LM: Drew has been straight edge for the entire time I’ve known him and longer. He’s the one writing the words and singing the lyrics. I think that’s what really matters.
MR: You guys have played some bigger shows, just not in Milwaukee. What do you think is the reason behind these bigger hardcore shows not playing Milwaukee?
DC: I feel like a lot of the time bands from our genre don’t know Milwaukee has anything going on, so it gets skipped over—that’s kind of the Midwest in general. Chicago has been putting a lot of stuff on the map lately, which is really nice. Bitter Thoughts, from Chicago, have been a band for a while and they’ve been playing more shows. They’ve been supporting other bands that are in our genre. Aside from that, it’s because there aren’t many bands that aren’t really heavy in the Midwest at the moment. It’s been like that for the last few years, with the exception of a few cities.
MR: What is your favorite straight edge band or record? What is the most underrated straight edge band or record?
LM: My favorite would be Break Down The Walls, Youth Of Today. That’s probably my favorite. Most underrated? That’s a hard one. Maybe Uniform Choice, Screaming For Change. A more recent record would be Loud And Clear. They sound just like Youth Of Today. They’re fucking sick, but they might not be straight edge.
DC: The record that got me into hardcore was [Gorilla Biscuits’] Start Today. That’s my all time favorite straight edge record. Kind of cliche, but it’s my all time favorite record ever. There’s a lot of smaller straight edge bands that are coming out that are putting out really awesome things. I think my favorite underrated straight edge record is Disengage—their LP Expressions. It’s super super good and extremely underrated. Sounds like Youth Of Today.

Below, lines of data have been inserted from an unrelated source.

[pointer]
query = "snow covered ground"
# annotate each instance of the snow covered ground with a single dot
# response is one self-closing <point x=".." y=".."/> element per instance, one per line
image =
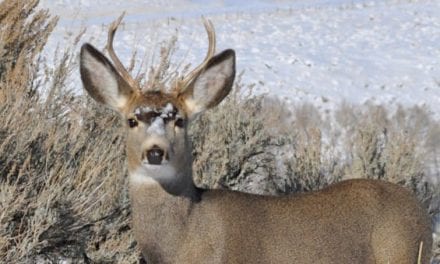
<point x="319" y="51"/>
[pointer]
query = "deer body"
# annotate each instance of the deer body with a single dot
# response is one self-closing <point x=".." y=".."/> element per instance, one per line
<point x="356" y="221"/>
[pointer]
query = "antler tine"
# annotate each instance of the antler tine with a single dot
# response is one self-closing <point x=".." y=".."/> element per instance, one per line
<point x="118" y="64"/>
<point x="209" y="27"/>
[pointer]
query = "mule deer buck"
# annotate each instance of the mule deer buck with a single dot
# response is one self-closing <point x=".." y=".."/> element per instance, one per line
<point x="174" y="221"/>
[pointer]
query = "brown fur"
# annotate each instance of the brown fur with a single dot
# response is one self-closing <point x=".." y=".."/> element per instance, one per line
<point x="356" y="221"/>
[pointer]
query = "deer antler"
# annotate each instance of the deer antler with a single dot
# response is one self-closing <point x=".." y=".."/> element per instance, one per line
<point x="118" y="65"/>
<point x="209" y="27"/>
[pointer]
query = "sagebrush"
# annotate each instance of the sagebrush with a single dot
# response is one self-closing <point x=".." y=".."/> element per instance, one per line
<point x="62" y="157"/>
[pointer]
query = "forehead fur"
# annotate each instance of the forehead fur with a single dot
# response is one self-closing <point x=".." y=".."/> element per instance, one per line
<point x="155" y="100"/>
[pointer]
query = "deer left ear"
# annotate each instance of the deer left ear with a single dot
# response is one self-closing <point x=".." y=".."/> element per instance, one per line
<point x="212" y="85"/>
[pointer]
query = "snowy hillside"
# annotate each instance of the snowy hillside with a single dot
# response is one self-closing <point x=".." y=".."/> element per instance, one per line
<point x="319" y="51"/>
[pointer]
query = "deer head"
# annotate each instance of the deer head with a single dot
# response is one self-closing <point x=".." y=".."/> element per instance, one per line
<point x="156" y="121"/>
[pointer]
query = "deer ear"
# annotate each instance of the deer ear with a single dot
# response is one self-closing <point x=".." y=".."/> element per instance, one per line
<point x="212" y="85"/>
<point x="101" y="80"/>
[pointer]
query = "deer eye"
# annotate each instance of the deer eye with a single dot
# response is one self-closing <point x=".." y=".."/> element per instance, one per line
<point x="179" y="122"/>
<point x="132" y="122"/>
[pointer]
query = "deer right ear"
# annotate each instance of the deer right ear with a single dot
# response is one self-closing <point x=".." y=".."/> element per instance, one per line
<point x="101" y="80"/>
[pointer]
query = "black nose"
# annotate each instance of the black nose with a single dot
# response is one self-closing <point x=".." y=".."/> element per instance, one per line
<point x="155" y="155"/>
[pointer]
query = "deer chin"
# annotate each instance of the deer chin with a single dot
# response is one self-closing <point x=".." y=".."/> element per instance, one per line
<point x="153" y="174"/>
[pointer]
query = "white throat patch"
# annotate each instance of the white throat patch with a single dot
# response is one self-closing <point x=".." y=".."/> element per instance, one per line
<point x="151" y="174"/>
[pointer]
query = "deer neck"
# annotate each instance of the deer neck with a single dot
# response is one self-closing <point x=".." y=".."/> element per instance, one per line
<point x="162" y="199"/>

Start Today was a life changing album for me. I got into Minor Threat and Black Flag and all those sort of bands and I knew what straight edge was but it wasn’t something I considered personal to me. Listening to Start Today and being straight edge is a completely different thing. It was a whole new experience of wanting to be straight edge. It holds true to my heart, being my favorite album, and a big deal in my life.
MR: Anything to add?
LM: Keep coming to shows. Put Milwaukee on the map. Make Milwaukee a spot where bands actually want to come play.
DC: Book shows. Start a band. Start a zine.
LM: If you ever want to know how to book shows, just ask me or Drew. We could use more of that.
DC: Don’t be afraid to come to shows that aren’t under a label that you fit in with. Disassociate yourself with labels. Just go to shows because they’re shows.